Perhaps the most significant element of Sync is that, because the system is largely software based, it can be easily upgraded through its USB connection. For an auto industry constrained by multiyear product-development cycles, this ability to stay in stride with consumer electronics trends is groundbreaking. And with Microsoft recently inking a deal with Hyundai-Kia to provide similar technology and its exclusivity arrangement with Ford ending in November of 2008, expect Sync-like functions to migrate to other vehicles soon.
Tech Makes the Difference
While some hard-core auto enthusiasts may bemoan the encroachment of technology into the car's cockpit, more and more consumers are basing their vehicle purchases on electronic amenities. In a survey of 1,200-plus people conducted by Lexus, more than half of the respondents said having the latest tech onboard is extremely important. And with fuel economy, performance and other factors that once separated vehicles within a given segment at near parity, tech often tips the scales in an automaker's favor. "In a market with a commoditized product like the automotive industry, anything that enhances the ownership experience makes a big difference," says Thilo Koslowski, an analyst who follows car electronics for the technology research firm Gartner.

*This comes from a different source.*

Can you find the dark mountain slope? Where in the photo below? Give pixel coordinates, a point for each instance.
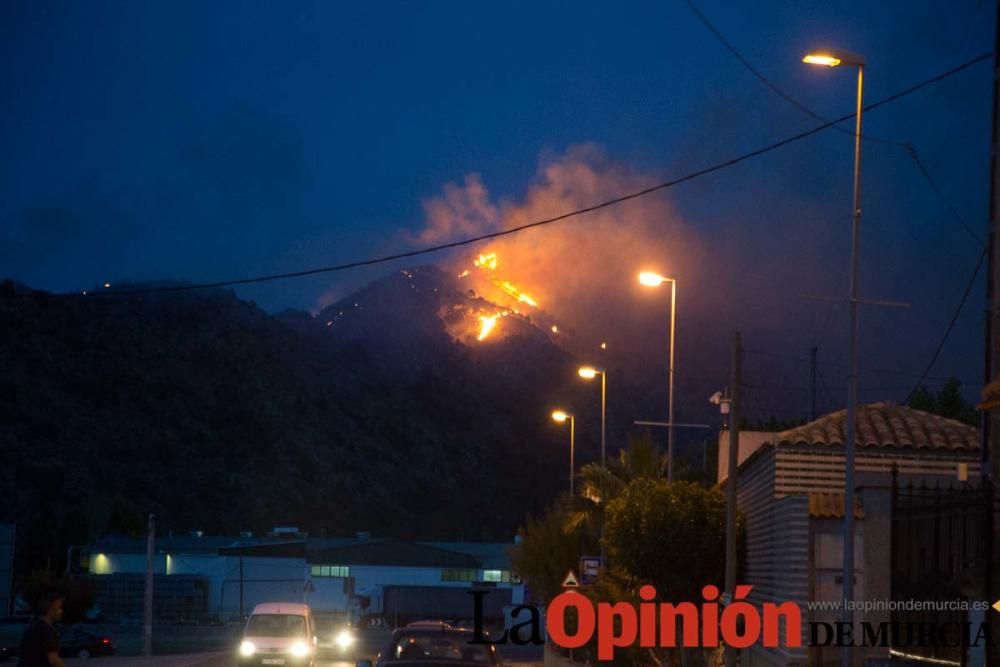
(217, 416)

Demand to stay connected and entertained is expected to accelerate as drivers increasingly carry their portables into the car. According to J.D. Power and Associates' U.S. Automotive Emerging Technology Report, half of all car owners use some form of digital music player in their vehicles, and more than 95 percent of new vehicle purchasers own a portable device, including a mobile phone or navigation system. "It has expanded to the point where that number represents even the compact and inexpensive vehicle segments," says JDPA's Rothkop. "And the penetration of these products has increased among all car buyers, not just younger and luxury buyers."

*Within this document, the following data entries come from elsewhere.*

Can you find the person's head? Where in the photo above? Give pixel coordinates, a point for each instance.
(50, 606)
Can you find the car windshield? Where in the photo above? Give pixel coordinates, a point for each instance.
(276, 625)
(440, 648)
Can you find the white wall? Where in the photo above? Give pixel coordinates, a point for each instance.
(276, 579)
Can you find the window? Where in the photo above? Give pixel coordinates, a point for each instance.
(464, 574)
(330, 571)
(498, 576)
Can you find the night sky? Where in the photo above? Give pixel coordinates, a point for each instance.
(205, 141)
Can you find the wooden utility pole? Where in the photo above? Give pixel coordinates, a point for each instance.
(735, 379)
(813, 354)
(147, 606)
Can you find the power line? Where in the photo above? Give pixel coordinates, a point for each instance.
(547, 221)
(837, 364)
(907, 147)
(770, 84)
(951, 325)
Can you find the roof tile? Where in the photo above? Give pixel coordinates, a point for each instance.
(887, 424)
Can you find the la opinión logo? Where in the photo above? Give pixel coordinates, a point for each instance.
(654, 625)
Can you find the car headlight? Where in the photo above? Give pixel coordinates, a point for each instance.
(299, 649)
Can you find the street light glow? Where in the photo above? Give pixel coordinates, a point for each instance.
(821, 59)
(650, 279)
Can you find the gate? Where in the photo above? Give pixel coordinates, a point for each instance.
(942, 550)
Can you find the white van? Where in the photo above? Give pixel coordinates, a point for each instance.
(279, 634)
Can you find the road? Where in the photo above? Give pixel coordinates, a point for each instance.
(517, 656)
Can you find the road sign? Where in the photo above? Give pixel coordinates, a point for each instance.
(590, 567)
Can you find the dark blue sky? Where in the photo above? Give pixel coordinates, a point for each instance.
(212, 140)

While tech-savvy Gen-Y car buyers have been largely credited with boosting retail sales of the Sync-equipped Ford Focus in April to a staggering 88 percent over the previous year, Koslowski and Rothkop point out that the appeal of car tech cuts across generations. "Ultimately, the simplicity of integration solutions makes a compelling point for any demographic," Koslowski says. And Ford sales stats support that: Since Sync's introduction, FoMoCo vehicles with the technology have sold nearly twice as fast as those without it.
Future and Present
Koslowski adds that the car tech wave is just beginning to build, and car companies that can appeal to consumers' increasingly connected lifestyles will gain a competitive edge. "It provides the opportunity for vehicle manufacturers to do something that goes beyond just simply providing a means of transportation," he says. "That's something that the automotive industry is beginning to realize, and that's exactly what these technologies can provide."
Down the road you may not even need to carry an iPod, Koslowski adds. "The vehicle itself will become the device," he says, "and content will stream into the car as soon as you open the door and it recognizes you as the driver." Sounds great, but for now most folks would just like their iPods to work without hassle. "It has taken a lot of time and sweat to get to the point we are today," says Koslowski. But it will require a major change of mindset for the auto industry to keep up with consumer electronics trends and consumer expectations, he adds. Audi's mobile device prototype as shown at the 2007 Tokyo Auto Show is a step in the right direction.
"In the case of Bentley, they make great vehicles but are very limited when it comes to integrating portable devices," he says, "and that's a mismatch that the automotive industry cannot afford. Ford's Sync is a step in the right direction," he concludes, "but there has to be much more of that."